Adversarial examples are inputs to ML models that are designed in such a way so as to make a model make a mistake. For example, adding a little bit of noise to an image can fool a computer vision algorithm into misclassifying the image.
If your application is mission critical, you need to think about adversarial attacks. However, in order for an adversarial attack to be successful, you need specialized knowledge and pretty much have access to models. So, if your application has this vector of attack, you probably have simpler vectors of attack as well.
Some examples of where GANs are used in practice:
- Generating logos.
- Matching styles of clothes.
- Domain adaptation in movies.
“Machine Learning Engineering” by Paweł Zawistowski
ML engineering is the act of building successfully working systems that encompass predictive models.
- Offline results meet the acceptance criteria.
- Implementation is ready and code quality is good.
- Training and serving pipelines are set up.
- Monitoring and logging are in place so that debugging is possible.
- Data dependencies are explicitly stated (e.g., a specific dictionary can only contain 5 entries).
- A/B experimentation pipeline is ready.
- Major – different assumptions with regards to inputs and outputs.
- Minor – changing hyperparameters, some internal improvements.
- Patch – bugfixes, small tweaks.
Example: if v2.13.6 is running in production, you can substitute it with v2.*.*.
AI does not give you a competitive advantage. The thing that matters is what you build using AI.
Interesting papers mentioned during the talk:
- Stop Explaining Black Box Machine Learning Models for High Stakes Decisions and Use Interpretable Models Instead.
- Hidden Technical Debt in Machine Learning Systems.

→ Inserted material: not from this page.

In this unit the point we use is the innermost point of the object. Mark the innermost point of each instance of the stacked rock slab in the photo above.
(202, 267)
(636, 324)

“Deep Learning for Lazy People… Neural Architecture Search with Automated Machine Learning” by Diego Hueltes
The time complexity of neural architectural search (NAS) is O(nt), where n is the number of neural architectures tested, and t is the average time spent evaluating every architecture. You can reduce the aforementioned time complexity by either reducing n or t.

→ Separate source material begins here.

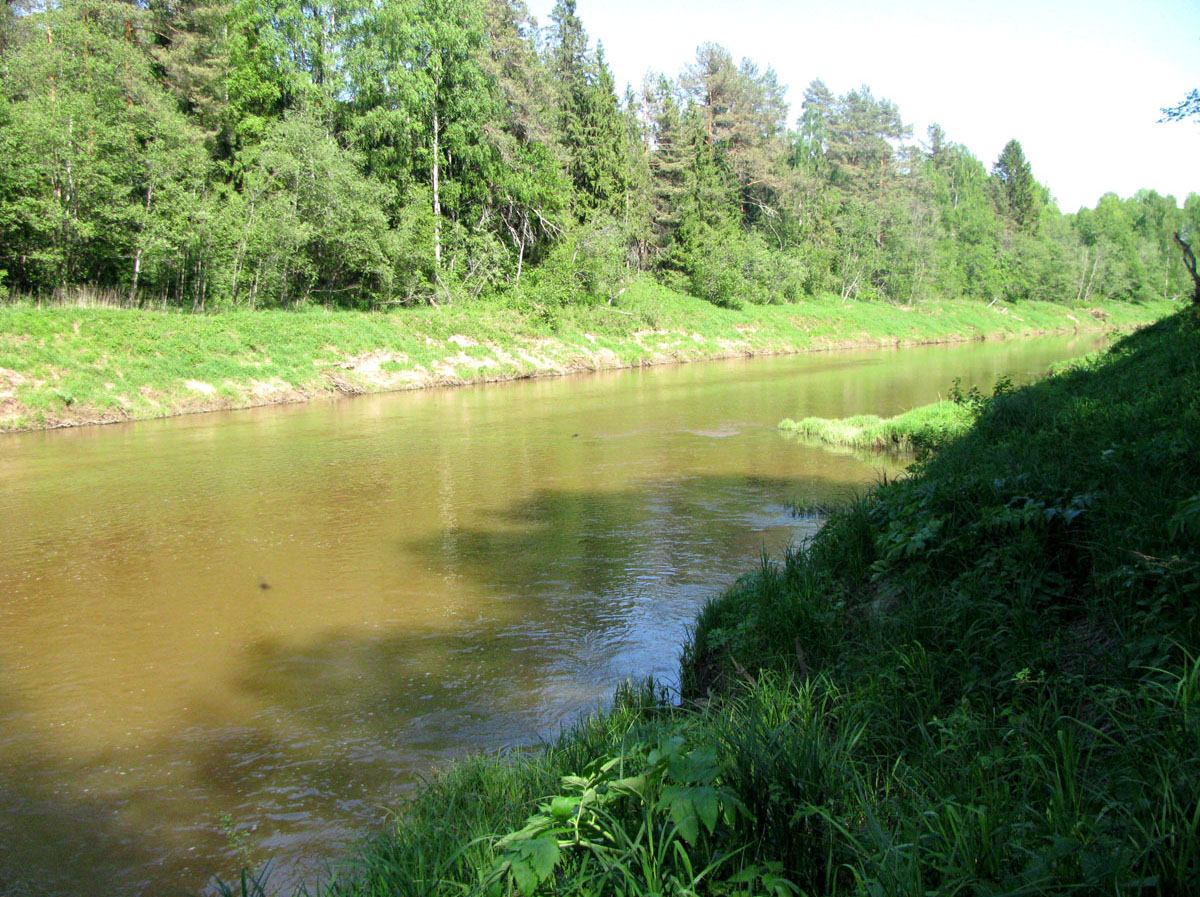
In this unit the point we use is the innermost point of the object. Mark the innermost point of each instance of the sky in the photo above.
(1079, 84)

- Reducing the search space.
Using a better search strategy:
- Bayesian optimization.
- Genetic programming.
- Reinforcement learning. A neural network’s accuracy is treated as a reward.
Performance estimation strategies:
- Lower fidelity estimates.
- Learning curve extrapolation.
- One-shot models/weight sharing. Train a big neural network and use its subgraphs as different neural network architectures.

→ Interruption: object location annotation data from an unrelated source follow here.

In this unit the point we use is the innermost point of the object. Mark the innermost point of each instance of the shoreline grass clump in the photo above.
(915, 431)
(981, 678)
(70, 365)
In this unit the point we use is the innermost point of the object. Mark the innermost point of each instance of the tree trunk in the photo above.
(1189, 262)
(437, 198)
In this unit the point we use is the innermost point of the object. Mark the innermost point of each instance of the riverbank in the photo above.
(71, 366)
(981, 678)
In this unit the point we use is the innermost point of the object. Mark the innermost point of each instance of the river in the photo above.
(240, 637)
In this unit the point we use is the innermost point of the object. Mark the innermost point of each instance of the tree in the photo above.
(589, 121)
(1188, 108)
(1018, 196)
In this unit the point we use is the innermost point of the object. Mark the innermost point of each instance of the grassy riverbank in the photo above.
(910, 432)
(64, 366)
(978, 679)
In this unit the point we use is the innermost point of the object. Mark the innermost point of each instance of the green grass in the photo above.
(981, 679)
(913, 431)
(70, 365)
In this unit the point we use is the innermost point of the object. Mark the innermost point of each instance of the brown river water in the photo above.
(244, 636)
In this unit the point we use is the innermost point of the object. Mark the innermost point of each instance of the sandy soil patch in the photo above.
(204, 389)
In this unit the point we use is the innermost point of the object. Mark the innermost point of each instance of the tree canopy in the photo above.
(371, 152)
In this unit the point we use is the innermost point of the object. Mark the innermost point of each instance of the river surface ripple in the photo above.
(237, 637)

- Weight inheritance/network morphisms. Retrain a neural network by changing only a part of a network and training only for a small number of epochs.
AutoKeras was mentioned as a library that allows to automatically search for ANN architectures.
Slides are available on the speaker’s blog.
“Runtime Modifications of Distributed Big Data AI Models” by Elena Lazovik
The talk proposed an interesting idea of updating the data sources, parameters, and even models used in ML systems at runtime without the need to stop everything. The library that was developed to achieve this (using Apache Spark) should be open-sourced sometime in Spring 2020.